The aim is to report data at a level comparable to that at which action is being taken aiming to be useful to current needs and interests, while recognizing that once gold standard information becomes available it will become the more comprehensive resource.
The HealthMap team tracks publicly reported confirmed and suspected cases of COVID-19 throughout the world. Click to see the animated spread over time.
The team, started by Moritz Kraemer, Oxford Martin School, includes those from Oxford University, Harvard Medical School, Boston Children’s Hospital, Northeastern University, Tsinghua University, and the University of Washington MetaCenter and IHME. “This group is a great demonstration of how Twitter has helped expose like-minded people with one another so that we can coordinate our response to this ongoing situation,” said Pigott.
Pigott is also contributing to a Coronavirus GitHub site, which offers an online space for individuals and organizations across the world to retrieve data in an open and timely manner. The site aims to synthesize information from across a myriad set of data sources (which are openly listed), with contributors’ names and details listed along with a citation.

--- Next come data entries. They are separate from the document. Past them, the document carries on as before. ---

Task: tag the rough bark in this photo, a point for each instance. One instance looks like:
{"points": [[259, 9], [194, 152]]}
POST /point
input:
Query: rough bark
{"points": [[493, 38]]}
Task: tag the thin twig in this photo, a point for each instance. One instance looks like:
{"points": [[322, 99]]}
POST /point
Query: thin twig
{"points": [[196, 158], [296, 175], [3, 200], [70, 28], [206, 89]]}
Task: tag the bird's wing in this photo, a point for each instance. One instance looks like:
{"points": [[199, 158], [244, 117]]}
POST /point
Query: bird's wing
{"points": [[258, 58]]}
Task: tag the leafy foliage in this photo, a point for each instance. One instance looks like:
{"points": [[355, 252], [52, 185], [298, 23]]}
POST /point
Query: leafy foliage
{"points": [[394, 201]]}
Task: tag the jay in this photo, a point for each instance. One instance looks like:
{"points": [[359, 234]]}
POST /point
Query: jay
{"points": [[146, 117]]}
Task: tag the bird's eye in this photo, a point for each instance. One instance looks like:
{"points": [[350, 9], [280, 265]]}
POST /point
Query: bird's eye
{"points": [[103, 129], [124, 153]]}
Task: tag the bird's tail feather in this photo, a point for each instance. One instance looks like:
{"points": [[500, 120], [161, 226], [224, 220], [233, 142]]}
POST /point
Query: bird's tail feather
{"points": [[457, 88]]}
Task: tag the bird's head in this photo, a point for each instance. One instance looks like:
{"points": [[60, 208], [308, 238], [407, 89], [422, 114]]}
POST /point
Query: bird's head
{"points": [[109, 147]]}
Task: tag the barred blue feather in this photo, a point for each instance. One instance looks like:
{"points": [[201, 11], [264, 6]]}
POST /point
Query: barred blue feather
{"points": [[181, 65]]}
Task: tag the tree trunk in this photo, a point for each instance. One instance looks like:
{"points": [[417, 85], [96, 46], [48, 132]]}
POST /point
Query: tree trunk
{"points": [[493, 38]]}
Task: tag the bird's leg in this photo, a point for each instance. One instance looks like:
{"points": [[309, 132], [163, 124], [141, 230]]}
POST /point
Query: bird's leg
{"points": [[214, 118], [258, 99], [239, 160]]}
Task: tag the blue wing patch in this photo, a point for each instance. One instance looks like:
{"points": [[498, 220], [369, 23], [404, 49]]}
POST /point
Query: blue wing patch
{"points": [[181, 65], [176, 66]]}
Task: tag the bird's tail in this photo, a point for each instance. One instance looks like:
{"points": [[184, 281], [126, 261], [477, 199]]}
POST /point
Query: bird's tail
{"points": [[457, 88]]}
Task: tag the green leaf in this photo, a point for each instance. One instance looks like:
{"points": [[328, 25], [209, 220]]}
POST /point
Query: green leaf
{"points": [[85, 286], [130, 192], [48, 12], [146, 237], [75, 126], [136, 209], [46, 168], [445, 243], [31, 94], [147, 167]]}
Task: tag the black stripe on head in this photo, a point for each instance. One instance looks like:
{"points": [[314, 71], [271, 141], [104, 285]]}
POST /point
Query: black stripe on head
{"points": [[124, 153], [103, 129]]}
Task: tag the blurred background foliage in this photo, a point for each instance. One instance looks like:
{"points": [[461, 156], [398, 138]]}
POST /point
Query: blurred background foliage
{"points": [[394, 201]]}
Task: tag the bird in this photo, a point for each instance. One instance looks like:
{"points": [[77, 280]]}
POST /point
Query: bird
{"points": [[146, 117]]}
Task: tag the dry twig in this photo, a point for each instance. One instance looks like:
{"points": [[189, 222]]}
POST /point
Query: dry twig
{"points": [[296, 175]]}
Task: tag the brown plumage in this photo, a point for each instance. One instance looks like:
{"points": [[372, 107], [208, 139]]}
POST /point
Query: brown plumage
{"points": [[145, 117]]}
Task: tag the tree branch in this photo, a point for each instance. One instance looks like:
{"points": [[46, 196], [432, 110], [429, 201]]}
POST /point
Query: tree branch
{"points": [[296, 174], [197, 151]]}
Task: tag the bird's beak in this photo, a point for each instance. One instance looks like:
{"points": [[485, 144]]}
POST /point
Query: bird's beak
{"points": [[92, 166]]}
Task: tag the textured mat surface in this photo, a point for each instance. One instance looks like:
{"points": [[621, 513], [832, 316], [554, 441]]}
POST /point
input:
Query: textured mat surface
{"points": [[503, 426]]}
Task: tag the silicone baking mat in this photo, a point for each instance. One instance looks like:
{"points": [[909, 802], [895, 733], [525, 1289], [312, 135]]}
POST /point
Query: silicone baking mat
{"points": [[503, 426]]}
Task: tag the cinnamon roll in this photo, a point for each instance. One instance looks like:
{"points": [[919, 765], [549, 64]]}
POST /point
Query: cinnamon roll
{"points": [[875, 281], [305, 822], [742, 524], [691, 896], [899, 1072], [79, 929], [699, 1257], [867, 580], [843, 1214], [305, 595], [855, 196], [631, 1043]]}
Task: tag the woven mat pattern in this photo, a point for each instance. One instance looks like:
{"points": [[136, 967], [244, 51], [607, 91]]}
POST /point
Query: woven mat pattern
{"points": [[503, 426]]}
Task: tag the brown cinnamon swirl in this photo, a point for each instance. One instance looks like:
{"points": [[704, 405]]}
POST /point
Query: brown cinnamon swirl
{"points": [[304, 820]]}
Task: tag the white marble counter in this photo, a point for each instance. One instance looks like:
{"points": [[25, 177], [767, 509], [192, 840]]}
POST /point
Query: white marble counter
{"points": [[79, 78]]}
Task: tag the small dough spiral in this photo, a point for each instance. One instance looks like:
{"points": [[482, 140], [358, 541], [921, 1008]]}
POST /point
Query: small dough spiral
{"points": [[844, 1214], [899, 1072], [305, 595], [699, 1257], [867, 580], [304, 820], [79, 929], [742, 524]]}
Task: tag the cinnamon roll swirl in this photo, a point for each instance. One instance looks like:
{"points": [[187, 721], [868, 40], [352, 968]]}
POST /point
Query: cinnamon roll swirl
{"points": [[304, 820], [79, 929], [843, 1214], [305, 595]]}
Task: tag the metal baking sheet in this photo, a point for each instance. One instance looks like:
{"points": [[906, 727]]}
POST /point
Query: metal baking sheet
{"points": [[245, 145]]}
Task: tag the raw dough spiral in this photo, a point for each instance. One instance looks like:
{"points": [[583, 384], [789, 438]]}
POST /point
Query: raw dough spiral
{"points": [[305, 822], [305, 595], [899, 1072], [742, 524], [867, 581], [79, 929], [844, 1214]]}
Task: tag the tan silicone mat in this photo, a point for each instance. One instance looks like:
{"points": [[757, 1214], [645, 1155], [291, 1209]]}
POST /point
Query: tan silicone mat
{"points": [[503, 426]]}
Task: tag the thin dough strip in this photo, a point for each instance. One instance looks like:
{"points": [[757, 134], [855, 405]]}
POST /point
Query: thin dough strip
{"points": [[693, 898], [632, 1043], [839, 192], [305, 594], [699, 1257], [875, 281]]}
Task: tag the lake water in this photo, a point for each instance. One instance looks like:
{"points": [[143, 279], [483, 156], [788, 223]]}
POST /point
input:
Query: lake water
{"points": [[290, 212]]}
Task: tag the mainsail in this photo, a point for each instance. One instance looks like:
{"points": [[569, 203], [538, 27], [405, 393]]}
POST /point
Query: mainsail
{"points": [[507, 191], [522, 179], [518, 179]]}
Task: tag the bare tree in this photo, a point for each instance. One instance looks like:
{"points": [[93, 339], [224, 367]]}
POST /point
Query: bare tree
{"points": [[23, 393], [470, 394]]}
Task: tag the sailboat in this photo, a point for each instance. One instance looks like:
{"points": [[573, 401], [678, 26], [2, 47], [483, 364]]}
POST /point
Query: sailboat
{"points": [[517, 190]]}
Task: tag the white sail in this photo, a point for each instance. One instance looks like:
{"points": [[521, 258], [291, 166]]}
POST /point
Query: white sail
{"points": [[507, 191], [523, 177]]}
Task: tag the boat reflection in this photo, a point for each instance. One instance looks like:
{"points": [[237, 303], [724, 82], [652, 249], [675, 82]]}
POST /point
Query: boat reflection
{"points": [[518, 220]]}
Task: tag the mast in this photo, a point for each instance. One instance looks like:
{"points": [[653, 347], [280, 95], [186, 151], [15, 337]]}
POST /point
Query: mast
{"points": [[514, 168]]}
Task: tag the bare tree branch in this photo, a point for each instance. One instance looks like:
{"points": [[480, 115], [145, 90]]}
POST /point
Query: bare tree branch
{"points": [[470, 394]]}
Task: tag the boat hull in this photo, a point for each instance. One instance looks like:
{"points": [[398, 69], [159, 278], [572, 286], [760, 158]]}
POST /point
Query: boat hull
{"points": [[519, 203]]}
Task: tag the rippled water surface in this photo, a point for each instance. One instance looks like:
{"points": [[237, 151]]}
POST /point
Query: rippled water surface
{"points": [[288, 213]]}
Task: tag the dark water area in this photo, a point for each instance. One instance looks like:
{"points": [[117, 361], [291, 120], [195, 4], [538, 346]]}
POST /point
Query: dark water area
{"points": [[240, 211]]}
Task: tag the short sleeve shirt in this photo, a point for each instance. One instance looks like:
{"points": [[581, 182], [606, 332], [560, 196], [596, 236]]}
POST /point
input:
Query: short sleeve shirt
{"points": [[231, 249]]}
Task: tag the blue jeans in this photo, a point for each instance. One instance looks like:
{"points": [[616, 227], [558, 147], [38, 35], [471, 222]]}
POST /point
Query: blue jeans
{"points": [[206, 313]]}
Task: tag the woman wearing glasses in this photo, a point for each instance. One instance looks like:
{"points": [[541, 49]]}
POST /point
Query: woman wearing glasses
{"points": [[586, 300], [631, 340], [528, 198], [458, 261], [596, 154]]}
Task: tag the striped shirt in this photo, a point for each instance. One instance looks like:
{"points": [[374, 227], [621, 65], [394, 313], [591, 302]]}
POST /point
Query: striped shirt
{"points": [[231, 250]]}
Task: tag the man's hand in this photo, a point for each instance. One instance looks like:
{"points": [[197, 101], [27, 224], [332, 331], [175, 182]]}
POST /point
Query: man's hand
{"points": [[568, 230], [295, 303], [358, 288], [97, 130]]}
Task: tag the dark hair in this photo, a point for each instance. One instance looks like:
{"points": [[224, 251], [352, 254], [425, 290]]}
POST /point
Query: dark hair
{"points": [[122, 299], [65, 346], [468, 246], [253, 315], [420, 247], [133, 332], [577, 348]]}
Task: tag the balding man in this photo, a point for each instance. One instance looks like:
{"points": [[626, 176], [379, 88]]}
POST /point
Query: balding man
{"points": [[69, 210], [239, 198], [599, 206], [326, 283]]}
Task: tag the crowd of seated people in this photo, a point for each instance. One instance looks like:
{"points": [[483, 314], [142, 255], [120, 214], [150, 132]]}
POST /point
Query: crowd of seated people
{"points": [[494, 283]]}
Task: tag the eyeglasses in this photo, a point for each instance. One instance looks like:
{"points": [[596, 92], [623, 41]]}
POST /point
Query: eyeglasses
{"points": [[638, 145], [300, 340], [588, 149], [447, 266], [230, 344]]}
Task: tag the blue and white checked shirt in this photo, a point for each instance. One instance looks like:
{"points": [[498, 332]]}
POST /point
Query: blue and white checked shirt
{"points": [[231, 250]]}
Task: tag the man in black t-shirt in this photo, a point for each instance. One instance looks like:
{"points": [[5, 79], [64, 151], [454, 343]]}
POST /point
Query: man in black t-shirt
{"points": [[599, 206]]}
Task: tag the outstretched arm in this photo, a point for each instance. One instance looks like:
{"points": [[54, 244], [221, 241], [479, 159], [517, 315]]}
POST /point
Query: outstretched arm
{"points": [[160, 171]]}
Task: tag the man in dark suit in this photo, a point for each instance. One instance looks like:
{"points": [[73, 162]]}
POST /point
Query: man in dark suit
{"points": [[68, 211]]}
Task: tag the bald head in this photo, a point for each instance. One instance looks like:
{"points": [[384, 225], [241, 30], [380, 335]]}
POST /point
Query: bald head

“The next step is figuring out how other groups capturing different kinds of Coronavirus data can all come together to make a more data rich source,” said Pigott.
Pigott, DPhil, is Assistant Professor, Health Metrics Sciences, and Adjunct Assistant Professor, Global Health, UW. He is a faculty member in the IHME Local Burden of Disease team, focusing on improving the spatial resolution at which disease burden and health metrics are considered, expanding and refining existing techniques to a wider number of pathogens and sequelae. He also leads work defining at-risk areas for a number of pathogens with outbreak potential and quantifying heterogeneities in global response capacity to better inform future preparedness planning.
Pigott is a faculty member of the UW MetaCenter for Pandemic Preparedness and Global Health Security, which aims to save lives by limiting the extent of infectious disease epidemics. The MetaCenter offers an interdisciplinary, comprehensive, and integrated systems approach spearheaded by top scientists and practitioners that focus on improving readiness before epidemics hit.